The pivot away from the purchase of limited partnership stakes towards GP-led deals has added to this. In the space of a few years, the array of skills required on the buy- and sell-side has become far deeper and broader.
“Historically, there was a view that a fund of funds investor could move to be a secondaries investor… because if you were doing LP interests, the need to understand underlying asset values wasn’t as acute,” Simon Nixon, managing director at recruitment firm Carpenter Farraday, tells Private Equity International.
“Now… the ability to do the financial analysis and diligence at an asset level comes to the fore.”
While at a junior level firms can bring people in from the M&A world and train them up, this is more difficult in mid-level positions where people are expected to hit the ground running. Competition in this space is fierce and secondaries professionals are becoming increasingly aware of their market value.
Several mid-level professionals PEI spoke to note that the volume of calls from recruiters has increased appreciably. Large buyside entrants, such as TPG and Brookfield, are making people think carefully about how they are compensated and question whether they might be better off elsewhere.
“We are caught in that little sweet spot,” says one New York-based principal with a secondaries firm. “The last time a crisis happened returns were really good; everyone who moved to deploy money made money and now it’s happening again. You have a chance to move to fresh pools of capital that are really large and if the same pattern repeats, you have the chance to take a bigger slice of an even bigger pie.”
The fight for talent is even more fierce on the advisory side. So far in 2021, boutique advisor M2O has hired Evercore vice-president Jake Stuiver to work on LP portfolio deals; Evercore senior managing director Rodney Reid was announced as new private funds head at Moelis & Co; PJT Partners tapped Morgan Stanley for its new Asian secondaries head; and two PJT directors left to start the secondaries advisory business at Rothschild & Co.
According to one New York-based advisory managing director, far more is now expected of an advisor. A lack of resources means advisors have to prioritise GP-led mandates with the highest chance of succeeding, pushing aside a world of trickier, but potentially lucrative deals.
“In the past, if a HarbourVest or AlpInvest took hold of a deal they would recommend certain transaction options,” he says.
“Now a lot of that is done on the advisory side. Not only do you need to know everything about the deal you are bringing but everything else that is out there. Where are terms trending and what are the sticking points for buyers?”

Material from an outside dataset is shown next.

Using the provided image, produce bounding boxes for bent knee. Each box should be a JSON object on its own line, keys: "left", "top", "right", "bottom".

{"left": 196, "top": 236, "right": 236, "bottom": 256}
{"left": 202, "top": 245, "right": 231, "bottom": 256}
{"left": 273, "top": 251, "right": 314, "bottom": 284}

The increasing complexity of the secondaries market should make it attractive to a wider pool of candidates, particularly those from direct investing backgrounds. In most instances, an executive will be able to do a greater volume and range of deals working for a secondaries fund than for a buyout fund, Nixon says. It is just a question of getting that message across: “Because of the legacy of secondary investing, most people think of LP investing, which some find a little dry.”